Well, hell week is finally at a close, but not without a big sha-bang of a sendoff.

My car had a flat yesterday. A doozie of a flat. So, I pump it up every few miles to get it to the repair shop, and whizbang. The rest of my tires are bald! Now, I shouldn't be surprised. The things are ancient and they were crap to begin with. But really, its just insult to injury.

So, my dog almost died (in my mind anyway), my car battery died leaving me stranded, I got a flat, I had to replace ALL my tires, and I've had one hell of a week at work with everyone out and a shithead of a co-wroker who likes scheduling lunchtime meetings and Friday afternoon meetings when we all have Friday afternoons off during the summer!!!!! Dickhead.
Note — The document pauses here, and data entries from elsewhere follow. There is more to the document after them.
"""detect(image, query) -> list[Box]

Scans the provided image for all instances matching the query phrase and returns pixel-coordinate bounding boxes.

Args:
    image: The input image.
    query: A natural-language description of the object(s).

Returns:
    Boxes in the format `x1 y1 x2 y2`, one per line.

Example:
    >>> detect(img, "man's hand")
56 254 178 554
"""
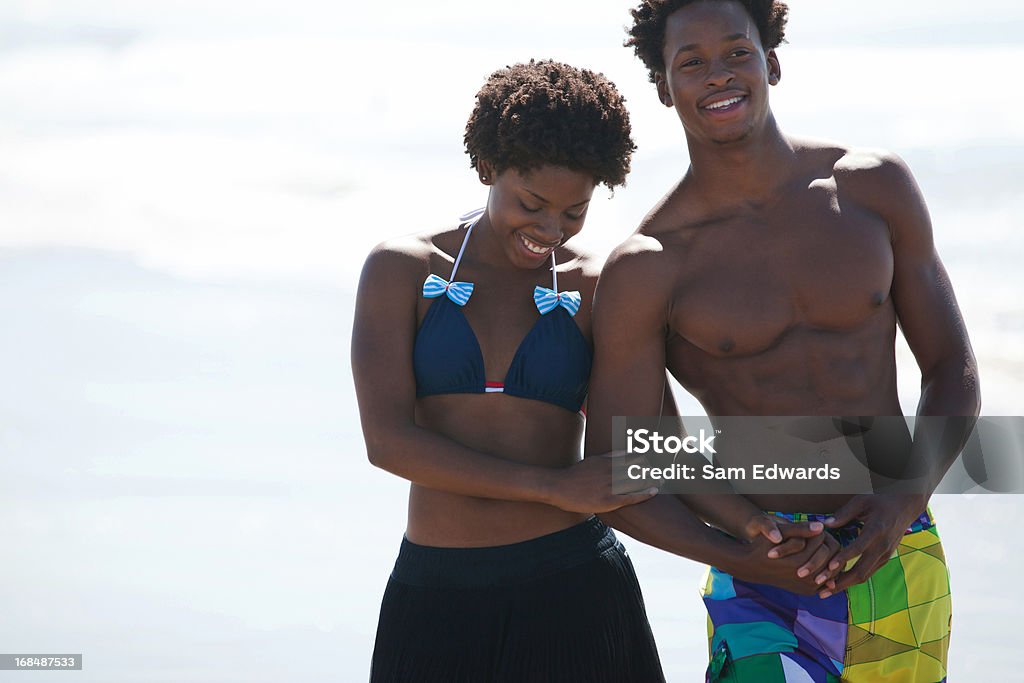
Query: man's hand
733 513 843 591
728 529 842 595
546 453 659 513
819 494 928 597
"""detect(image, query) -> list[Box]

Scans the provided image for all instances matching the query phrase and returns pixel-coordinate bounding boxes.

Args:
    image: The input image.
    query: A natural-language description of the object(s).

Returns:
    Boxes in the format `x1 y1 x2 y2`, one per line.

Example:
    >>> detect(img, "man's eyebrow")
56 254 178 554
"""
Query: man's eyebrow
525 188 590 207
674 33 752 56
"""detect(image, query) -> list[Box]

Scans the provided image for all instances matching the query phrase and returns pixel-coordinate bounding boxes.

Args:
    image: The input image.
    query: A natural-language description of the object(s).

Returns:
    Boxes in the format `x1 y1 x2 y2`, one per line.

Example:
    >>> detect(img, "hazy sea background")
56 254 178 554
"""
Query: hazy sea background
1 1 1022 680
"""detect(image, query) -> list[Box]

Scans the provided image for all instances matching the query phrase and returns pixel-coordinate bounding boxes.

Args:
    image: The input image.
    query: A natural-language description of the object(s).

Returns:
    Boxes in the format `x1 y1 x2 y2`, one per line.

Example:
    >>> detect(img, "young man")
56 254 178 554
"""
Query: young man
585 1 980 681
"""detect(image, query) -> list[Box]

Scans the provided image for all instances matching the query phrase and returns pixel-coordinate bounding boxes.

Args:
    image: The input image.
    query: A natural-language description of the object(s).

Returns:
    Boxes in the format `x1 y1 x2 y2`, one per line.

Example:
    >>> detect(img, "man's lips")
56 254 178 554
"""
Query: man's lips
700 91 747 111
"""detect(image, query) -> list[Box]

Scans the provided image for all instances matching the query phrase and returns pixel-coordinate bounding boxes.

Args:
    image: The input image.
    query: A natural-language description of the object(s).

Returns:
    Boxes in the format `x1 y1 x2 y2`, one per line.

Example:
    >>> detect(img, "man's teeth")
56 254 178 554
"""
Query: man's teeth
520 234 553 255
705 96 743 110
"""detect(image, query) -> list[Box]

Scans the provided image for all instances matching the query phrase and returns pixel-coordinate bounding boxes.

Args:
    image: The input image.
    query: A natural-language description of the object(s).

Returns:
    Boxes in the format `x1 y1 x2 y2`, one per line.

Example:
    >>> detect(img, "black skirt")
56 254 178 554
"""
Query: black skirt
370 517 664 683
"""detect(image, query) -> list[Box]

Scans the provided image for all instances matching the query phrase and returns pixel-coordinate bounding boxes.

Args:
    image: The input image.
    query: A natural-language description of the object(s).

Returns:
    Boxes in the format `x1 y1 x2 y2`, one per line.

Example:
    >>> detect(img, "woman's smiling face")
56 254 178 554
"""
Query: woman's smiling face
482 164 595 269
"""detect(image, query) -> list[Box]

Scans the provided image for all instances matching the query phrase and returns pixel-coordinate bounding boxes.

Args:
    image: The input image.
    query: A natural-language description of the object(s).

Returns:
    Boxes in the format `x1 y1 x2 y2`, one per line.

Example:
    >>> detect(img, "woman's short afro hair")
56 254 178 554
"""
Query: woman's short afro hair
464 59 636 189
625 0 789 83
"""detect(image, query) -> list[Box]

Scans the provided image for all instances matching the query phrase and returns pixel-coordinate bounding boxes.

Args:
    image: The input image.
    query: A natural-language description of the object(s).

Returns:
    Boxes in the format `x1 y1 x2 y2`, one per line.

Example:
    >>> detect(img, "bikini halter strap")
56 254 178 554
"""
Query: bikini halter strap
450 208 558 293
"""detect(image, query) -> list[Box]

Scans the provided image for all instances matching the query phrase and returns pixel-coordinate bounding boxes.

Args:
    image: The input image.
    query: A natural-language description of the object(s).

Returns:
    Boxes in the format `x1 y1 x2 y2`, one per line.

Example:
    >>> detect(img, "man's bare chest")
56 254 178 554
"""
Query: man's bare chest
665 188 894 357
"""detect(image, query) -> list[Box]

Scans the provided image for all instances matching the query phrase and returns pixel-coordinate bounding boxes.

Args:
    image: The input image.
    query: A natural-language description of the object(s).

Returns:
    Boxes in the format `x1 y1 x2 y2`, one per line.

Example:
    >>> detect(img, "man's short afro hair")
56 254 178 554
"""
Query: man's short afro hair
464 59 636 189
626 0 789 83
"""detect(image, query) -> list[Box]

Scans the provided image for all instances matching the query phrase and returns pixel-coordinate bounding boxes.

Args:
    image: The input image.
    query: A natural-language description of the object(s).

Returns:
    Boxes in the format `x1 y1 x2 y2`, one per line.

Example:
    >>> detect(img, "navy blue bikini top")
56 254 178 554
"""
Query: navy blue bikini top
413 209 592 413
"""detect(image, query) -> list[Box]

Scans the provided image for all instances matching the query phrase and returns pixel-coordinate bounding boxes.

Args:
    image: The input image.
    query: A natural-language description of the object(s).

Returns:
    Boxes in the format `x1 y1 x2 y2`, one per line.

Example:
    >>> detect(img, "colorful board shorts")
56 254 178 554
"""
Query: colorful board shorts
701 509 950 682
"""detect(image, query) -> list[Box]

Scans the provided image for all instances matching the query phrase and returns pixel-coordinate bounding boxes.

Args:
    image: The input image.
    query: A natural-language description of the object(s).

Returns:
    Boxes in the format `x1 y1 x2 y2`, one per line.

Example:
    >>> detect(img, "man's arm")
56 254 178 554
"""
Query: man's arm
586 239 834 592
824 152 981 593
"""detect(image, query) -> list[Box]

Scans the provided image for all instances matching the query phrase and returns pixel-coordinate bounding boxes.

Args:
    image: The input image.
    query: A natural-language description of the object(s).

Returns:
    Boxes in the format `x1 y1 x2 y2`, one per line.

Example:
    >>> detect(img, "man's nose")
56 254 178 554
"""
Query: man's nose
705 62 735 89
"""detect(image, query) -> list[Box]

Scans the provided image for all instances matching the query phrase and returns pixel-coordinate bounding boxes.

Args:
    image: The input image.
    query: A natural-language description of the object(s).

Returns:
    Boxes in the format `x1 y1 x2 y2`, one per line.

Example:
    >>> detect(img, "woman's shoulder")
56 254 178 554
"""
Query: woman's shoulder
362 224 465 282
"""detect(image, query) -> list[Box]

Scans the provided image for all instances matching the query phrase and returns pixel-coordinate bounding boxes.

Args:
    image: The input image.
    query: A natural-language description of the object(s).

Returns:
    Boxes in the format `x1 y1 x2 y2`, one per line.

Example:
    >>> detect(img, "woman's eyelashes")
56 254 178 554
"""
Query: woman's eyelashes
519 199 586 220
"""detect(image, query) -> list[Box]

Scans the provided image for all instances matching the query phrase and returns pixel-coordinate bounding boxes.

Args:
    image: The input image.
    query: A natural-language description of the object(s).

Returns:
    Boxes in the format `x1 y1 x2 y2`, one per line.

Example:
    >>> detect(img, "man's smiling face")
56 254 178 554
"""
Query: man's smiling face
656 0 781 145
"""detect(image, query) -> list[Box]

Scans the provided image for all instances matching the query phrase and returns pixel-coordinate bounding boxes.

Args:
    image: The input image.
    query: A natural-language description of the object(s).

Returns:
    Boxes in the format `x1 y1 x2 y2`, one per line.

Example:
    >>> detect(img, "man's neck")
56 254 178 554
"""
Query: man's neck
683 114 796 204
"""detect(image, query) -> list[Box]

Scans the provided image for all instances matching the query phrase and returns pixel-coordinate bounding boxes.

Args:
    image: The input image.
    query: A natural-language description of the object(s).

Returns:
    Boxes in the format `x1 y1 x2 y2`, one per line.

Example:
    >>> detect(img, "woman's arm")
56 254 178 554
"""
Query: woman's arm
351 239 656 512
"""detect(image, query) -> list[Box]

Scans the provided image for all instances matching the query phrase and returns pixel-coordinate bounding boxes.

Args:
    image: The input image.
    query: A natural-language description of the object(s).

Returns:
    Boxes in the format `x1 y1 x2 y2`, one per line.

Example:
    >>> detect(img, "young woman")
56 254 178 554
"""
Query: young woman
352 60 665 682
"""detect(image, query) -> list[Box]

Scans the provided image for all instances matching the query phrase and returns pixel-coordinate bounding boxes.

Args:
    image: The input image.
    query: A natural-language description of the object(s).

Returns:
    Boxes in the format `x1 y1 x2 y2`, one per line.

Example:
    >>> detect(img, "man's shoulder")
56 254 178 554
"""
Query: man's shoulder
790 137 909 180
791 138 919 214
556 242 603 281
832 146 920 218
832 145 911 183
600 232 678 295
600 184 710 281
792 140 930 244
594 232 675 323
606 231 670 268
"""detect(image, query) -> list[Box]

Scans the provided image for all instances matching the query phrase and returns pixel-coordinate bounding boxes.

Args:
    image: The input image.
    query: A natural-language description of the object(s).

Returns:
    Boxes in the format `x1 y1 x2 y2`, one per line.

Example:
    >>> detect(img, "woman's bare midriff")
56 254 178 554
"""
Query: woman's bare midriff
406 393 589 547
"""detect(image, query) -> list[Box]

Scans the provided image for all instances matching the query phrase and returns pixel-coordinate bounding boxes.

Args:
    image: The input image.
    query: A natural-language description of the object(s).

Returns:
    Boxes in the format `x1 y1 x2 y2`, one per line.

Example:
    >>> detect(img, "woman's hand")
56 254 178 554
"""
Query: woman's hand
546 452 659 513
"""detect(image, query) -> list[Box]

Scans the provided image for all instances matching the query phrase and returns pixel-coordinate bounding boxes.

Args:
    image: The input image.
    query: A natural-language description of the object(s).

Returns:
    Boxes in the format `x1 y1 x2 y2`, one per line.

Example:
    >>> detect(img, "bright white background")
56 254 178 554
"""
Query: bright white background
1 1 1022 680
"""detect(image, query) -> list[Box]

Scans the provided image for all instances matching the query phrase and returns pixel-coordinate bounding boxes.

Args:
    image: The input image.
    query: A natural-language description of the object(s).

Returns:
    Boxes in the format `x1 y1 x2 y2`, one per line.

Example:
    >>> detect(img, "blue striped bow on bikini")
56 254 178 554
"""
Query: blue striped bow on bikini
533 286 581 317
422 273 474 306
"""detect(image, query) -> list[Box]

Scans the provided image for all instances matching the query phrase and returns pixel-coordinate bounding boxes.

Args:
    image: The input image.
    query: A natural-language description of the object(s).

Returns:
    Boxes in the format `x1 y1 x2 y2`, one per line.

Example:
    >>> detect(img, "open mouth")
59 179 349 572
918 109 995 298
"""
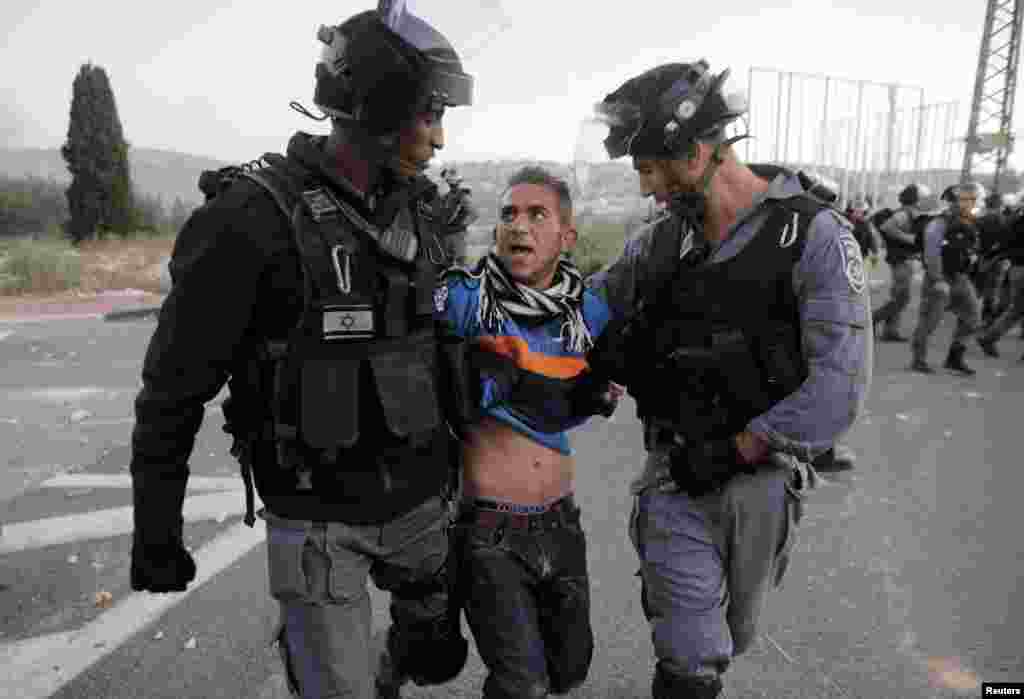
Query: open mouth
507 243 534 255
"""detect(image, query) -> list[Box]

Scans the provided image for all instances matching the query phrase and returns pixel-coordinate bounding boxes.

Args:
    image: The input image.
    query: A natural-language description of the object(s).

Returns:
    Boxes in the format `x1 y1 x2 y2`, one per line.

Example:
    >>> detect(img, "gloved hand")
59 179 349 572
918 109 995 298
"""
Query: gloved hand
933 280 951 296
131 474 196 592
130 533 196 593
584 305 655 388
667 436 755 497
568 370 620 419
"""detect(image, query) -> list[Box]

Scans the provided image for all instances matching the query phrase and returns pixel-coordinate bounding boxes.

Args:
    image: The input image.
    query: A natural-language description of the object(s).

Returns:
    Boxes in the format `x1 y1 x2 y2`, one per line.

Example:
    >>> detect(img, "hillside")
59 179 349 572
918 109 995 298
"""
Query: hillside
0 147 645 225
0 146 229 211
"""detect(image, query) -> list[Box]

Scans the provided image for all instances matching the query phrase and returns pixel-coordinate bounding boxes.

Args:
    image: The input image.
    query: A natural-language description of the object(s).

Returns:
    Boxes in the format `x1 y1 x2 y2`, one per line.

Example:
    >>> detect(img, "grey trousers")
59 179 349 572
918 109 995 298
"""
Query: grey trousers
629 461 804 677
875 260 915 334
911 274 981 362
981 266 1024 344
263 496 451 699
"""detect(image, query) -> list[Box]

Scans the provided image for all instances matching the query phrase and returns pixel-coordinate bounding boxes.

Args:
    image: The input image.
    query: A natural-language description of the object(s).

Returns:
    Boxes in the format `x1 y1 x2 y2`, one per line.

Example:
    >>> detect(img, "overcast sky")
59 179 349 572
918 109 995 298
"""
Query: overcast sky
1 0 1016 170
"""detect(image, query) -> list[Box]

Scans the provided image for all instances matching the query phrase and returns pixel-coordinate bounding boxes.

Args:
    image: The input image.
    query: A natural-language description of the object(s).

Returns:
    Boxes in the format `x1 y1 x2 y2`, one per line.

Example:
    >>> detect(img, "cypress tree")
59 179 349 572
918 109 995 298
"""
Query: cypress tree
61 63 137 243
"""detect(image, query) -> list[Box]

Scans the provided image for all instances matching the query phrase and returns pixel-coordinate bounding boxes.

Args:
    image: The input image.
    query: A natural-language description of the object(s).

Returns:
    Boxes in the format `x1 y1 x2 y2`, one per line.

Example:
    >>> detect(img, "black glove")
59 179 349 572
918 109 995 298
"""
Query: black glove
131 473 196 593
569 370 618 419
130 534 197 593
667 436 755 497
585 305 655 388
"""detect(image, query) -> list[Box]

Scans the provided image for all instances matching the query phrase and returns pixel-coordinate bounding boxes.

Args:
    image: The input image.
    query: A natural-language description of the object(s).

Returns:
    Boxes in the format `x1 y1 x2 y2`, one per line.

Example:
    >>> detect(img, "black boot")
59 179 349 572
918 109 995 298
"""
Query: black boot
652 662 724 699
944 342 976 376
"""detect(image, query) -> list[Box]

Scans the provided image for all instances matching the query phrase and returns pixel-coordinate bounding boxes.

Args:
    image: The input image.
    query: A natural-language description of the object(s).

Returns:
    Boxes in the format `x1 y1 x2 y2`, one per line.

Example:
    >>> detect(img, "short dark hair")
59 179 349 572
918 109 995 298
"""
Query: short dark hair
502 165 573 224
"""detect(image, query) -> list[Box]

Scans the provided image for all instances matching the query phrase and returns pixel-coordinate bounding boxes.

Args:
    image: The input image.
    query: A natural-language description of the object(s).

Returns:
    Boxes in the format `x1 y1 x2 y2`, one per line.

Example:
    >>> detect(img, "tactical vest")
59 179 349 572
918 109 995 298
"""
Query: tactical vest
940 215 979 278
225 155 453 496
881 208 921 262
635 192 822 443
So, this weekend, I'm going for the gusto.

1. Drink obscene amounts of alcohol and end up taking a nap on some busy sidewalk with do it boy screaming "Can we do it" in my ear.

2. Maybe not number one then.

3. Drink lots of water and keep cool.

4. Meet some extra cute (or ugly in my case) boy who will think I'm the woman of his dreams. This boy will NOT be a freak, be needy, require viagra, be attached to another woman, etc, etc, etc.

5. Get my ticket to Wyoming to see cruise lassies!

6. CALM DOWN! ... I'M NOT YELLING!

7. Exercise in a civilized manner (i.e. not in the heat unless I'm wet).

8. Not waste time pouting about how hard it is to be a Zencelt.

9. Eat a twinkie dick. (See #10)

10. WISH SIXWEASELS A VERY HAPPY BIRTHDAY! Go leave her a note.